Our results with secondary PDEK

In a short series, we noted improvement in decimal equivalent mean distance visual acuity from 0.02 ± 0.01 preoperatively to 0.54 ± 0.17 postoperatively. Overall corneal clarity of grade 4 was noted in nine eyes, grade 3 in two eyes and grade 2 in one eye in the series. Mild subepithelial haze was noted in two eyes, and the percentage specular loss was 28.2% ± 10.6%. No correlation was observed between the postoperative graft clarity and preoperative endothelial density. Eyes with combined procedures such as phacoemulsification with IOL and pupilloplasty also showed good functional and anatomical outcomes (Figure 4).

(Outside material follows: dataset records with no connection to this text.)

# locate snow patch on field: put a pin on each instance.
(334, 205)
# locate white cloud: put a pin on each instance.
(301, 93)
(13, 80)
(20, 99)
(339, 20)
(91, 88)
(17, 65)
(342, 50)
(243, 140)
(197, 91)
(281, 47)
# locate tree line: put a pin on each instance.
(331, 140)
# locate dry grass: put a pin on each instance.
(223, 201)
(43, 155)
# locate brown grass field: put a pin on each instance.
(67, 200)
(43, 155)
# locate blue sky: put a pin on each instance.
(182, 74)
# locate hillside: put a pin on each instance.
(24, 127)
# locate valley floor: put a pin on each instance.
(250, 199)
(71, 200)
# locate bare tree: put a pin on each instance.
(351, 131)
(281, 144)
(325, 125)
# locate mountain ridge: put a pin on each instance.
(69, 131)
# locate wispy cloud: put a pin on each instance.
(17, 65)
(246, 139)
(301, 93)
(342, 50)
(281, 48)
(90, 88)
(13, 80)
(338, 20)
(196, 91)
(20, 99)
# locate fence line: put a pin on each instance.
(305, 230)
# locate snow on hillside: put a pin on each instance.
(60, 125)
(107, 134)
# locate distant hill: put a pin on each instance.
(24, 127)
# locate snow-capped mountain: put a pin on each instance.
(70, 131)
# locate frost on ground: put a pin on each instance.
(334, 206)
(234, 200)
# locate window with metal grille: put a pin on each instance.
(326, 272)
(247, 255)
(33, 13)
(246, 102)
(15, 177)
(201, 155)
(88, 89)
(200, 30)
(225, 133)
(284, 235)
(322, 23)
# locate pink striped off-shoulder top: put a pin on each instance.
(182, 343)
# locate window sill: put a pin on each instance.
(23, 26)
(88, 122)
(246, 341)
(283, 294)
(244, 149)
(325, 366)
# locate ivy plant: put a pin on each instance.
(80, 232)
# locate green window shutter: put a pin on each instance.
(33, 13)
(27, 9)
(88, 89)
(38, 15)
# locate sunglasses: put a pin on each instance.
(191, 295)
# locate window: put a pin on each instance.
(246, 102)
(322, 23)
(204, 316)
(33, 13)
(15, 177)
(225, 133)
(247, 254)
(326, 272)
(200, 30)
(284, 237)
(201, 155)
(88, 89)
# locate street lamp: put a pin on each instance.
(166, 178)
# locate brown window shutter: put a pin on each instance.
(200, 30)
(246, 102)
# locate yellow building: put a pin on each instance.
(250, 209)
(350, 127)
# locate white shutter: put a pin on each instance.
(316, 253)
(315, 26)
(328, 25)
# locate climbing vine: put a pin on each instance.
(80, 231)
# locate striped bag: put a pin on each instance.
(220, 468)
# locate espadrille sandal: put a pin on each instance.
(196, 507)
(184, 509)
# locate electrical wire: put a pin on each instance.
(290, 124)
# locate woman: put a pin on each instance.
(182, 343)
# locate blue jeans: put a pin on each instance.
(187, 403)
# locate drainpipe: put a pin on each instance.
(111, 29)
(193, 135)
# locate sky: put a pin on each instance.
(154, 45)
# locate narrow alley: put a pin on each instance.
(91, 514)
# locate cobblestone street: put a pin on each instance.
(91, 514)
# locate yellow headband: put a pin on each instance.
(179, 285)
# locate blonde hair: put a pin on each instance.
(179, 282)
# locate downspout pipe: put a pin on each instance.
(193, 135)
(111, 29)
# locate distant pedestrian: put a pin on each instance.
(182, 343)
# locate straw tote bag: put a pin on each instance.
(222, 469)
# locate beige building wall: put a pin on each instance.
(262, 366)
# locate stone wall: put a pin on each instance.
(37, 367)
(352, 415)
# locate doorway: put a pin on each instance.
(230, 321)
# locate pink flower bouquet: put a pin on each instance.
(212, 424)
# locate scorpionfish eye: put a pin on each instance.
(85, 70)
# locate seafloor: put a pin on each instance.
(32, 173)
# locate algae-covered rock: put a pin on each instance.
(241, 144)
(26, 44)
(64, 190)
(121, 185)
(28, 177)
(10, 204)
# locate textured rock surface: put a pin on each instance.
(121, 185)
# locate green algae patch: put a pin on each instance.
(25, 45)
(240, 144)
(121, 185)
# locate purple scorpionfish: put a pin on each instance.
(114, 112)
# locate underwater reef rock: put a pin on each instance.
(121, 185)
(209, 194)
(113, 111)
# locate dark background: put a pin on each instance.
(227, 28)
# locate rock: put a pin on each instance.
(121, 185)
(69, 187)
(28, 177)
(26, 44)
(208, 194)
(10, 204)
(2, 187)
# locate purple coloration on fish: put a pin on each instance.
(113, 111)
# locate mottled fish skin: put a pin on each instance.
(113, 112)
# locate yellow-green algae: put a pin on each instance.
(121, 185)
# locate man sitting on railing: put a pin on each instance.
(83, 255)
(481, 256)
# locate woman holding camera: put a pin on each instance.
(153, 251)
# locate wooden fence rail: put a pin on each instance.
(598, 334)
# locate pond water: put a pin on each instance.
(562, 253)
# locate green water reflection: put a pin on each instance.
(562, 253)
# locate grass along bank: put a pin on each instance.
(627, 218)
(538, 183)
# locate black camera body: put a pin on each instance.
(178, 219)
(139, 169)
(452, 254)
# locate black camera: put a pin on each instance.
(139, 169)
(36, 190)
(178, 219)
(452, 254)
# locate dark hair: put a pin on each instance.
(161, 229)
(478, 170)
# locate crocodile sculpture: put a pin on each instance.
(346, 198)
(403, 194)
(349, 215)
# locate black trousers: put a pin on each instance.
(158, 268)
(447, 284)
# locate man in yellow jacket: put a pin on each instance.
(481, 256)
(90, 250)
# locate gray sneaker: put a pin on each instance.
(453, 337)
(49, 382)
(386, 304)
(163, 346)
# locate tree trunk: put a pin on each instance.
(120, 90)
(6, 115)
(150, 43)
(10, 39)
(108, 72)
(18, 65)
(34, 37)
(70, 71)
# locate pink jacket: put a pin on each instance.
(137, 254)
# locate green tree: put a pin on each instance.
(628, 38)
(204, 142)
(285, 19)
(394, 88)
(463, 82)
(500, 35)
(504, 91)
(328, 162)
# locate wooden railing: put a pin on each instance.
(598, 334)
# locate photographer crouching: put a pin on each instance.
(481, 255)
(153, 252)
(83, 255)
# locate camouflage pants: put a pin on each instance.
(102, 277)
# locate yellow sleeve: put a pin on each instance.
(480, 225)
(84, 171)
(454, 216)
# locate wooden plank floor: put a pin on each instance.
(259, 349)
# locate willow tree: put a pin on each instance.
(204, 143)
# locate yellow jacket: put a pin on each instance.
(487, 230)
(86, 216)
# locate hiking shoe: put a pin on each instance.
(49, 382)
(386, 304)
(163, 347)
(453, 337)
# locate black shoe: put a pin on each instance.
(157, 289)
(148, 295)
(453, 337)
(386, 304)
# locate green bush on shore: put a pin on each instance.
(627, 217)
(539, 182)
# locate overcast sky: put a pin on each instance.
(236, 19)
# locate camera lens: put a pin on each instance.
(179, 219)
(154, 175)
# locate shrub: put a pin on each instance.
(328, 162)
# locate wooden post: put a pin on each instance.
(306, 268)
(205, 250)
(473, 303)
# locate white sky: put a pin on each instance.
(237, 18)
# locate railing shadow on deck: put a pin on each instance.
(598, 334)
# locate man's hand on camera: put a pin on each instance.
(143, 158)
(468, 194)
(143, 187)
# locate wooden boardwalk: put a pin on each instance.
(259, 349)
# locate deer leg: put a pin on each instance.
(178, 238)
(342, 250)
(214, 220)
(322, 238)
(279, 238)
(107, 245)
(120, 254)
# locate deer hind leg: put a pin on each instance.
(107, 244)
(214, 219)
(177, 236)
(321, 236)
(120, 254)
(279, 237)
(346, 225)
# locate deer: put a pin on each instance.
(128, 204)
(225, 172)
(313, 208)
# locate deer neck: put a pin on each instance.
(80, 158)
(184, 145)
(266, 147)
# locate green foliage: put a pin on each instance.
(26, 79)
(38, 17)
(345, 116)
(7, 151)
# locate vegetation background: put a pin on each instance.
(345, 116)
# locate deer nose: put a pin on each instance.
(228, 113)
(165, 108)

Clinical photograph of an eye with an infective corneal ulcer with abscess
Figure 4. Clinical photograph of an eye with an infective corneal ulcer with abscess (a) followed by primary TPK (b) and secondary PDEK (c) with phacoemulsification with IOL implantation and pupilloplasty after 6 months.

Summary

Even though anatomical success is noted after TPK, functional outcome is limited due to nonavailability of quality grafts at the time of TPK and poor endothelial function postoperatively. Therefore, secondary endothelial keratoplasty such as PDEK is valuable in cases with good functional outcome. Good timing of the second surgery, preoperative good inflammatory control and a good quality donor graft can provide better outcomes in such cases in the long term.